It is not clear if hepatic production or serum metabolism and clearance of lipoproteins is altered in T1D. The liver plays a large role in lipoprotein processing, and hepatic IR may be related to alterations in the lipoprotein profile. Animal models of primary hepatic IR demonstrate its causal role in the development of non-alcoholic fatty liver disease, type 2 diabetes and CVD [17, 26]. Peripheral delivery of insulin, characteristic of T1D, bypasses portal delivery of insulin to the liver and allows for persistence of glucagon secretion, decreases IGF-1 secretion, and in turn, through reduced negative feedback, increases growth hormone secretion. The increased glucagon and growth hormone prevent the liver from fully switching into a fed state in terms of suppression of hepatic glucose release and contribute to hyperglycemia [27, 28] and IR. However, neither fasting nor post-prandial rates of lipogenesis are altered in adults with T1D when compared to healthy controls [29]. Moreover, lipid transport studies in men with T1D demonstrated normal LDL-C plasma clearance, cholesterol esterification and lipid transfer to HDL-C [30]. However, when insulin is injected subcutaneously vs. intraperitoaneally in patients with well controlled T1D more cholesteryl ester transfer from HDL-C to apolipoprotein B containing particles has been demonstrated [31]. Moreover, increases in plasma cholesteryl ester exchange from HDL-C to pro-atherogenic lipoproteins has been demonstrated in insulin-resistant states [32, 33]; and also in LDL size [34]. Therefore, subcutaneous delivery of insulin may negatively impact glucose and lipid metabolism.

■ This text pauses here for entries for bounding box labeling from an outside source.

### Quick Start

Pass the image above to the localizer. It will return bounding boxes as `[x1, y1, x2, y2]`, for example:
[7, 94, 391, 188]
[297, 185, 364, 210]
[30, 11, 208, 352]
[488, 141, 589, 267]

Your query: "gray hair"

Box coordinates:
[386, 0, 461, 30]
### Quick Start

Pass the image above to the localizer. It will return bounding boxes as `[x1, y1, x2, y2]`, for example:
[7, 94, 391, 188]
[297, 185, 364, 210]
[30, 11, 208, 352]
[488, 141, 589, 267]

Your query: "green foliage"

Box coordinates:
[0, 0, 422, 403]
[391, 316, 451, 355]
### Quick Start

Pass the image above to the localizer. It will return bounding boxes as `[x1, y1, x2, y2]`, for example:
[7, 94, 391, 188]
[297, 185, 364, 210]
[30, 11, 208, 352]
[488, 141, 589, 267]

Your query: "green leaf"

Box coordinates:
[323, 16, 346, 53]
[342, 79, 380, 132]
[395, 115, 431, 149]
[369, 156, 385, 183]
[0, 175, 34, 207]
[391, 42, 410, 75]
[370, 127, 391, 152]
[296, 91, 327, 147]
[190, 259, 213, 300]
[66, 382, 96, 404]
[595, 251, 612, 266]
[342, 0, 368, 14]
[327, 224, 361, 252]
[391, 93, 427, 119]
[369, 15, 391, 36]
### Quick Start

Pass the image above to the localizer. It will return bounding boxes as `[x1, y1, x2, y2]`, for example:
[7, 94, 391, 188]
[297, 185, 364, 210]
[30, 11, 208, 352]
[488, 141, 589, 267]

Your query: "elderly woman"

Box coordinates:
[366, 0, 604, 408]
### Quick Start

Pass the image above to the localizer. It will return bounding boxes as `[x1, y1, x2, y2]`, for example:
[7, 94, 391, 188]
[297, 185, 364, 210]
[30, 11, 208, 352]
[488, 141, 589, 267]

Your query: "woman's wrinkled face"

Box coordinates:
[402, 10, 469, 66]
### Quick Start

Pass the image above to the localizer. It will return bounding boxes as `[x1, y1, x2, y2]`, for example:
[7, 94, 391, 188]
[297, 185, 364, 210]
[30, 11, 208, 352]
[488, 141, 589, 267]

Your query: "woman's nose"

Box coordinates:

Diet may also play a role in alteration of the lipoprotein profile in youth with T1D. High fat or high simple carbohydrate diets, as well as failure to use carbohydrate counting are all associated with dyslipidemia in youth with T1D [35–38]. In our study, we did control for the acute effects of diet by providing a three-day weight maintenance diet with a fixed percentage of macronutrients prior to testing. Thus, our results are not reflective of an acute difference in dietary intake between groups.
The role of blood sugar control in influencing serum lipid profiles is not clear. Subtle differences in total lipid profiles and HbA1C have been found in large cohort studies including many subjects not near goal HbA1C [12, 18] [39] [40]. Pre-DCCT studies also indicate that HbA1c levels even higher than our upper cut-off may be associated with altered lipid profiles [9]. However, when only subjects near goal HbA1C were studied, carotid intimal medial thickness, a marker of atherlosclerotic plaque development, was increased in T1D youth, but did not relate to HbA1C [41]. Further, glycemic variability, but not HbA1c, related to coronary artery calcification in men with T1D [42]. Moreover, we found no relationship between HbA1c and alterations in the lipoprotein profile in the HbA1c range of 6.5–<12%, although our sample size may be underpowered to detect this association. We specifically allowed for a wider range of HbA1C, as this range is typical for youth, as indeed less than 50% of adolescents are meeting recommended HbA1C goals [43]. Thus, it appears that blood sugar concentrations may influence lipids when the blood sugars are excessively high, but at moderate to slightly poor control typically seen in youth today, the effect of blood sugar on serum lipids may be less important.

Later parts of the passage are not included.